In 1967, Michaels took over the secondary and linebackers, and the Jets’ defense evolved into one of the best in the AFL. In 1969 the Jets won the AFL championship, earning the right to play in Super Bowl III. Although Quarterback Joe Namath received most of the credit when the Jets defeated the Baltimore Colts, Michaels and his defensive players had a crucial role in the 16-7 victory, which is still considered one of the game’s greatest upsets. The Jets secondary, with four free agents, intercepted four Colts passes and the defense held Baltimore scoreless until the last four minutes of the game.
Walt left the Jets in 1973 to become defensive coordinator for the Philadelphia Eagles. He rejoined the Jets in 1976 when Lou Holtz became head coach. When Holtz resigned after 13 games, Michaels became head coach of the Jets at age 52.
Many observers wondered how the high-paid modern football players would react to playing for the tough, plain-speaking Michaels. However, Walt soon earned the players’ respect with his honesty, integrity and coaching ability. “Walt respects you if you do the job,” said All-Pro tackle Marvin Powell. “He gives you a certain amount of leeway and treats you like a man. We’re not pampered.”
In 1977 the Jets did not improve on their 3-11 record of the previous season, but they did start to play aggressive, physical football. In 1978 the team made the biggest improvement of any team in the NFL by posting an 8-8 record. New York, which was in playoff contention until an overtime loss to Cleveland in week 15, had its most wins since 1969. Walt was named NFL Coach of the Year by Pro Football Weekly and other publications.
In the strike-shortened 1982 season, Michaels led the Jets to the AFC Championship Game with upsets on the road over the Cincinnati Bengals and Los Angeles Raiders. However, they lost to the Dolphins in the rain-soaked Orange Bowl, 14-0.

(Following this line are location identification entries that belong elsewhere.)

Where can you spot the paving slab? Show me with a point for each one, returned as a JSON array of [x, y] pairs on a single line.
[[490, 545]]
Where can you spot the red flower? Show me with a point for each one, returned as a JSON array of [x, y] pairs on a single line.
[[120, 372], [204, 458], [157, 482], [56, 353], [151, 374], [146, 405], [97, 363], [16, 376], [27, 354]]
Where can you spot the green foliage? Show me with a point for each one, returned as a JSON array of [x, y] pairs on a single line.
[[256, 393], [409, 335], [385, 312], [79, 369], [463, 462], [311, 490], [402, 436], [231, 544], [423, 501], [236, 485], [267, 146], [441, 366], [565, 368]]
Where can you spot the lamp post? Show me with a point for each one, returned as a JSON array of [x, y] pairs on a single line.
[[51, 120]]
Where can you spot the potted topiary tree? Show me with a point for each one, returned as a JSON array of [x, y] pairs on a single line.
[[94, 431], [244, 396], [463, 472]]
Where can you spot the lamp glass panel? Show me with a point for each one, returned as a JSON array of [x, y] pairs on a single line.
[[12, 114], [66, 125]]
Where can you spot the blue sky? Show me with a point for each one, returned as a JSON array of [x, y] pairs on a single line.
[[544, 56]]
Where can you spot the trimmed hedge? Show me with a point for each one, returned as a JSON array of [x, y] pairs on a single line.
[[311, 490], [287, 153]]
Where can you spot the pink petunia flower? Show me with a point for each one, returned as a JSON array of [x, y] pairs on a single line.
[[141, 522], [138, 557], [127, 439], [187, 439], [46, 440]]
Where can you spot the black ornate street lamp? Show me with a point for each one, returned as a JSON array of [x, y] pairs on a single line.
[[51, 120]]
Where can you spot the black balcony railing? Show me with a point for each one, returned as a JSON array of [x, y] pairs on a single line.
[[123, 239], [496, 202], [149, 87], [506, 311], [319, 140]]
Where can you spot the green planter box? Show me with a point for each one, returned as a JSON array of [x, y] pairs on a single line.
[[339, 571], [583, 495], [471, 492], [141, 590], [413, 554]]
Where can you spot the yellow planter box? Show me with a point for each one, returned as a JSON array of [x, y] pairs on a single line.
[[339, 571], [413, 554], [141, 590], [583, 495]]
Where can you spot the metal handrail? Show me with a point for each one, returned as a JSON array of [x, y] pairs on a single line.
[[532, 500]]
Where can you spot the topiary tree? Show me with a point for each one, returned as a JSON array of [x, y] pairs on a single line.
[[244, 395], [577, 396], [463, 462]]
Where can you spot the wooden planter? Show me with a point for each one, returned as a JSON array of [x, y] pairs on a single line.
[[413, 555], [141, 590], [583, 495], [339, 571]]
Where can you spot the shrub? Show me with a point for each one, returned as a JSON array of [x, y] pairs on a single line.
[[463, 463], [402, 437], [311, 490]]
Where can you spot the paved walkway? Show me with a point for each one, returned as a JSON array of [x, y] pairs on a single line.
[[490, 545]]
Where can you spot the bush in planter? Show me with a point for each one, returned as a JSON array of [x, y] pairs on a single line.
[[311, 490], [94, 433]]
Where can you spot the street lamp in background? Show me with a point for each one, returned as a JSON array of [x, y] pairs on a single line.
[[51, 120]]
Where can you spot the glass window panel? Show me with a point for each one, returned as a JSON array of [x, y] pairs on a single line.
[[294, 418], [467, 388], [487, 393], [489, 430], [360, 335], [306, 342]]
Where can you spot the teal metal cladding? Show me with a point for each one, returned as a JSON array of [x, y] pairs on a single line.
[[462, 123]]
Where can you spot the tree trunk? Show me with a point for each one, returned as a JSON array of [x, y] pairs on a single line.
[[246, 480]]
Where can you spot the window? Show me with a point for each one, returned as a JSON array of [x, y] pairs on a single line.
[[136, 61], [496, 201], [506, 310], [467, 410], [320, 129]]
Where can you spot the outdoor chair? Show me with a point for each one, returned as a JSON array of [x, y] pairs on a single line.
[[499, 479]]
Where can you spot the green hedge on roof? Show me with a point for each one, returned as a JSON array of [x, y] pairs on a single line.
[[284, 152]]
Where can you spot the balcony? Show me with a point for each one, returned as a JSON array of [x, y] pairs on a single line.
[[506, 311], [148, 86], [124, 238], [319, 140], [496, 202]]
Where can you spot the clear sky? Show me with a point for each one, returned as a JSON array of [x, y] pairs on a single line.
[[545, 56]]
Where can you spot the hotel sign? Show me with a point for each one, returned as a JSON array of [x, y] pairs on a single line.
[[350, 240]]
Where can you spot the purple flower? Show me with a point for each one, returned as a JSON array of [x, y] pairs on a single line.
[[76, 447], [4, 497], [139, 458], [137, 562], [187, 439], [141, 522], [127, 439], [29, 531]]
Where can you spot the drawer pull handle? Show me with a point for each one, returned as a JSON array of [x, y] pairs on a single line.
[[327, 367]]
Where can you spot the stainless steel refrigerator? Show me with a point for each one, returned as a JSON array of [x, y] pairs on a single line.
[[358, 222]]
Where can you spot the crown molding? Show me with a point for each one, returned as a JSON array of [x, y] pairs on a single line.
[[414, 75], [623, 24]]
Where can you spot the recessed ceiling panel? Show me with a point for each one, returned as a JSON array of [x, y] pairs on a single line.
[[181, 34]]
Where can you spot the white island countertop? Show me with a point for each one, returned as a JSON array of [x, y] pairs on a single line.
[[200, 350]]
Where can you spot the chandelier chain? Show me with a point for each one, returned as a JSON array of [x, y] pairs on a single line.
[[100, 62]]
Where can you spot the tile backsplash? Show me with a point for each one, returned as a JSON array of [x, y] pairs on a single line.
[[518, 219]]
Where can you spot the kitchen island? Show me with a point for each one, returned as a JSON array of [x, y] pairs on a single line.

Despite the Jets’ relative success, Walt was fired following the 1982 season. He returned to coaching in 1984 with the New Jersey Generals in the short-lived USFL. He turned around the perennial losers, taking the Generals to the playoffs in both of his seasons and winning 24 of 36 games.
Since leaving coaching he has been involved in various activities, including a stint as a TV football commentator. In addition, he enjoyed the chance to spend time with his children (he and his wife, Betty, have a daughter and three sons). Walt also took some time off following successful surgery to remove a tumor in his neck several years ago.
Walt Michaels will long be remembered as one of the NFL’s great players and coaches, as well as one of the toughest men to ever step on a football field.
Just Like Dad
One of Walt Michaels’ strongest supporters when he coached the New York Jets was another Polish-American, All-Pro defensive lineman and fellow NPASHF inductee Joe Klecko. “I was a hard-headed Polack, just like Walt, and there’s a strong bond in that,” recalled Klecko in Nose to Nose: Survival in the Trenches of the NFL. “He was very ethnic. Walt loved my old man. He met him at some games, and Walt would always say, ‘I bet your old man wouldn’t have done it like that when he was a kid.’ ”
Michaels reminded Klecko of his father with his no-nonsense attitude. “He didn’t pat you on the back for doing your job because that’s what you were supposed to do,” said Klecko. “There was nothing hidden about Walt. He wasn’t up one day and down the next; he was very even.”
Mother of the Year
Super Bowl III presented a dilemma for Walt Michaels’ mother, Mary, who was named NFL Mother of the Year in 1966. While Walt coached the Jets, younger brother Lou was a defensive lineman and place-kicker for the Baltimore Colts.
“She said, ‘I’m going to root for both of you – I wish the game could end in a tie,’” recalled Michaels. He added that “I paid for her way to the game, so she sat on our side of the field.”
That turned out to be the winning side, as Walt’s defense stymied the heavily favored Colts and the Jets pull off a stunning 16-7 victory.